Pumpkin Breakfast Cookies

  • 12
  • 10 mins
  • 25 mins

Ingredients

  • 1/4 cup coconut oil, melted
  • 1/4 cup honey
  • 1 cup rolled oats
  • 1 cup quick cooking oats
  • 2/3 cup dried cranberries
  • 2/3 cup pumpkin seeds
  • 1/4 cup ground flax
  • 1 teaspoon pumpkin pie spice
  • 1/2 teaspoon salt
  • 1/2 cup pumpkin puree
  • 2 eggs, beaten

Preparation

Step 1

1. Preheat oven to 325 F. Line a baking sheet.
2. In a small bowl warm Spectrum® coconut oil and honey (either microwave, inside preheating oven or on the stove top).
3. In a large bowl combine both kinds of oats, cranberries, pumpkin seeds, ground flax, pumpkin pie spice and salt.

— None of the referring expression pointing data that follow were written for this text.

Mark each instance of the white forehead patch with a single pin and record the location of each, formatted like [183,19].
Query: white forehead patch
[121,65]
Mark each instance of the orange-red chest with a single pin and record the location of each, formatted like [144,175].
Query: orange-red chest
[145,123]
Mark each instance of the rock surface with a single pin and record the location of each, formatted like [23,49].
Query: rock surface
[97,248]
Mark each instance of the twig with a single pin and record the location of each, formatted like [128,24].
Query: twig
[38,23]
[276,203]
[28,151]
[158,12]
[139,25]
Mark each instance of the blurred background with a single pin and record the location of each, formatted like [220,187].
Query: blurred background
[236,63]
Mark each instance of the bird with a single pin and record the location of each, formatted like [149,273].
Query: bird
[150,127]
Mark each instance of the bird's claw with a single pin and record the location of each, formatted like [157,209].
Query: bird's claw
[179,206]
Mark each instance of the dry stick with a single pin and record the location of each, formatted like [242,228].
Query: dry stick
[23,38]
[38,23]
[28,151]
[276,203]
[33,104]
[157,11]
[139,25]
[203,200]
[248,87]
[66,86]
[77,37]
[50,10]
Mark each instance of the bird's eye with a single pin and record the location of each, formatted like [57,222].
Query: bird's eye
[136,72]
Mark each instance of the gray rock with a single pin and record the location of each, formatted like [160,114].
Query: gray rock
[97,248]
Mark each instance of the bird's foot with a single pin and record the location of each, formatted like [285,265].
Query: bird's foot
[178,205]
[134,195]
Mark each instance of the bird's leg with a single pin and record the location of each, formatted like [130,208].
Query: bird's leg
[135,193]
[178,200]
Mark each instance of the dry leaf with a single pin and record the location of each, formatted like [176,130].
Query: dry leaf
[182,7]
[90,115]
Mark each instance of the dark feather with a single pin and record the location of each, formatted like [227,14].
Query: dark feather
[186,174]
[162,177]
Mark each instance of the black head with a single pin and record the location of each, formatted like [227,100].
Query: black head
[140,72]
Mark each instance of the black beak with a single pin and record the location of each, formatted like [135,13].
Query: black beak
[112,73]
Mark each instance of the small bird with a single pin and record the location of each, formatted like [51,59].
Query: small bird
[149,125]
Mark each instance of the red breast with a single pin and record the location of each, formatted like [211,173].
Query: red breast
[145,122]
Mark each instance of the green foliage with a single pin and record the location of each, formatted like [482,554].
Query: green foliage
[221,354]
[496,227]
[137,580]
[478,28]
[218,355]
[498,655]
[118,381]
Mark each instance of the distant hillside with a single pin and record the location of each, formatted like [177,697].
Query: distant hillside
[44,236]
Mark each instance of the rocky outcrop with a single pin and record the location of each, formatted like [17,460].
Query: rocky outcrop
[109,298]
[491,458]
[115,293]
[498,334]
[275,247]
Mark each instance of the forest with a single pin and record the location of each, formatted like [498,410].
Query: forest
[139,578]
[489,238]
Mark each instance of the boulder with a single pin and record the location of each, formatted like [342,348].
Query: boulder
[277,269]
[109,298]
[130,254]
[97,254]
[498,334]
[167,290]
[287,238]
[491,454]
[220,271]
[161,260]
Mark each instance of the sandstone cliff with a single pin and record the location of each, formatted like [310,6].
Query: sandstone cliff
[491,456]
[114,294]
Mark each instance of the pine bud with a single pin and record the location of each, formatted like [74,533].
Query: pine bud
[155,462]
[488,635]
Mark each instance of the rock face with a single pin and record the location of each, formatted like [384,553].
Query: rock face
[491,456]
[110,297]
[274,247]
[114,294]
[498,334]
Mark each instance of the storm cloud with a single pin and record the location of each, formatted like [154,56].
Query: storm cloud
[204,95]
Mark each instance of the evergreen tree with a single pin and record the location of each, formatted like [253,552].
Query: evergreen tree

Add pumpkin puree, eggs and warmed coconut oil and honey. Stir until fully combined.
4. Drop about ¼ cup sized scoops of the mixture onto a cookie sheet and flatten (cookies won't spread while baking). Bake for about 15-20 minutes until edges are lightly browned.
5. Let cookies cool on baking sheet before moving to an airtight storage container.